Steel Rings, 2013-

Rayyane Tabet
Steel Rings, 2013–
Rolled engraved steel
65 parts, 80 x 10 x 0.6 cm each
Installation view
Collection of Tariq Al Jaidah, collection of Abdullah K. AlTurki, collection of Adam Sheffer, collection of Marie-Claude Stobart, collection of Julia Zaouk, and courtesy Sfeir-Semler Gallery, Beirut and Hamburg, and the artist

Overview

A line is a construction of distance in space, time and vision. It gives a strong definition to form and position through connection and separation. The Trans-Arabian Pipe Line Company (TAPLine) was established in 1946 to build and operate a 1,213-kilometre-long, seventy-eight centimetre-wide pipeline to transport oil by land from Saudi Arabia to Lebanon through Jordan and Syria, and after 1967, through the Golan Heights. With this endeavour, the company conjoined three intersecting lines in an arc of history, geography and geometry. Due to the sociopolitical and geographic transformation of the region in 1983, the company was dissolved and the pipeline abandoned, its infrastructure left hidden on the land. Today it is the only physical object that crosses the borders of five countries in a region very conscious of its demarcated boundaries.
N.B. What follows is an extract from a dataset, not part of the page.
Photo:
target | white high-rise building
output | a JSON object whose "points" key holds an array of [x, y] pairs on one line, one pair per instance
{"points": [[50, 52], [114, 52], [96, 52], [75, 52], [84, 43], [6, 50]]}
Steel Rings (2013– ), from the series ‘The Shortest Distance Between Two Points’ (2007– ), is a sculpture that replicates this hidden history in ten-centimetre sections manufactured to the same diameter and thickness of the original pipeline, each engraved with the distance from the pipe's source and its corresponding geographic coordinates. Consuming an entire wing of the Sharjah Art Museum, this installation of Steel Rings represents the first sixty five kilometres of the TAPLine from its origin in Saudi Arabia.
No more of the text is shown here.